Timothy Leary, 1995. From Chaos & Cyberculture (c) Timothy Leary, courtesy Ronin Publishing.
Timothy Leary, 1995. From Chaos & Cyberculture (c) Timothy Leary, courtesy Ronin Publishing.

Timothy Leary died on May 31, 1996. Timothy Leary died as he lived, in public. After announcing that he had inoperable prostate cancer, he held court at his Beverly Hills home, was feted at the Hog Farm’s annual picnic, interviewed on TV and radio talk shows and in various newspapers and magazines, including Time. An active website appeared, giving daily updates on his condition and a detailed record of his drug intake—including numbers of cigarettes, “Leary biscuits” (Ritz Crackers, a pat of cheese, a bud: microwave), and what seemed to be his drug of choice, nitrous oxide. His message was as simple and radical as ever: I’m dying, and I’m going to enjoy it. I am looking forward, he said, to this last great adventure.

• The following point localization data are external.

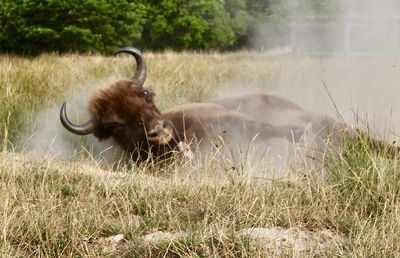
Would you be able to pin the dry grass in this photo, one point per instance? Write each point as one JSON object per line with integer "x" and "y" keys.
{"x": 52, "y": 208}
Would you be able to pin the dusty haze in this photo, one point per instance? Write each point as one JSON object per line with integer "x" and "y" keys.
{"x": 353, "y": 46}
{"x": 354, "y": 51}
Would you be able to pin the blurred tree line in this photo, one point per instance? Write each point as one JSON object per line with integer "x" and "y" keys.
{"x": 34, "y": 26}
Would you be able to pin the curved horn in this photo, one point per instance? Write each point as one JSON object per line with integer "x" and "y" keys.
{"x": 85, "y": 128}
{"x": 141, "y": 71}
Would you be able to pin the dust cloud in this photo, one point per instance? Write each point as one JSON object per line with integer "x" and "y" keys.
{"x": 353, "y": 47}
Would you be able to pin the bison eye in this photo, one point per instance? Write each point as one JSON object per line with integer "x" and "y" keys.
{"x": 112, "y": 125}
{"x": 147, "y": 95}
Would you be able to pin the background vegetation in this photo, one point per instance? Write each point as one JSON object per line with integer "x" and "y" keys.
{"x": 34, "y": 26}
{"x": 51, "y": 208}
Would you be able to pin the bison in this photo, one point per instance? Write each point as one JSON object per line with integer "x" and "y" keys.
{"x": 125, "y": 111}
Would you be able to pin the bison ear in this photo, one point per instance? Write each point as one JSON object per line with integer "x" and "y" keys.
{"x": 112, "y": 118}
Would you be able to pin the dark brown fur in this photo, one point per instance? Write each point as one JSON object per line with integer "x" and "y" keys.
{"x": 127, "y": 113}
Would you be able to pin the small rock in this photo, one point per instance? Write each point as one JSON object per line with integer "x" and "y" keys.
{"x": 159, "y": 236}
{"x": 110, "y": 244}
{"x": 281, "y": 241}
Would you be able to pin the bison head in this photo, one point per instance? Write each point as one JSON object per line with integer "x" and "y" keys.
{"x": 125, "y": 111}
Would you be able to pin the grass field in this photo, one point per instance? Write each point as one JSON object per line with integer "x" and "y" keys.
{"x": 67, "y": 208}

There were many adventures and many Timothy Learys—the West Point dropout, the academic psychologist, the sober researcher turned mad scientist, the psychedelic Pied Piper, the seeker in India, the prolific writer (psychedelic adaptations of the Tao Te Ching and the Tibetan Book of the Dead, autobiographies, theoretical and visionary tracts), the jailbird, the daring escapee, the hunted political exile (“the most dangerous man in America,” said Nixon) given shelter by Weathermen and Black Panthers, the philosopher-sage, the lover, the stand-up comedian, the cybervisionary joining with the far-out kids of the next generation to expand consciousness on the Web. A master trickster, he was always full of surprises, but somehow he managed to surf through all the ups and downers with a Huck Finn grin, a wild Irish wit, and an unsuppressable gusto—to mix a few metaphors.

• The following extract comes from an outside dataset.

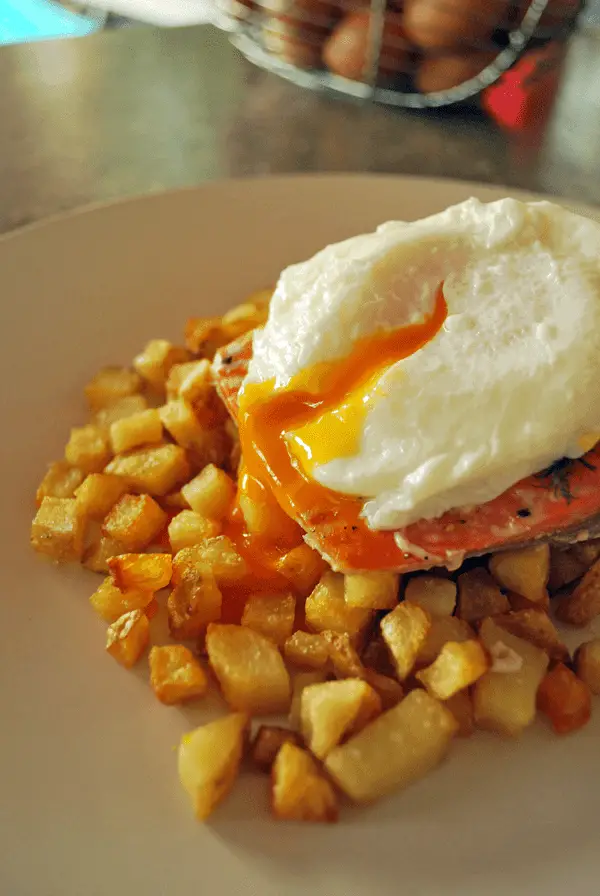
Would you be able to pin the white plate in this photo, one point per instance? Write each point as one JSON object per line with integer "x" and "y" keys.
{"x": 90, "y": 804}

The biggest (and last) surprise of all was the manner of his death. It was not just that he brought dying out of the closet in a culture that treats it either as a dirty secret or the ultimate failure—he brought it into America’s living rooms via the multiple media he had learned to manipulate so well. Of course others have labored honorably to give death dignity, but it was Timothy’s particular genius to claim that death could be fun. Like Socrates, that other philosopher-corrupter of youth and enemy of the State, he turned his death into his final lesson, demonstrating that it was possible not only to live with joie de vivre, but to die withjoie de mourir. That was his final grace and gift to us. After all, as he put it to close friends and family, in his cryptic last words: “Why not? Why not? Why not?”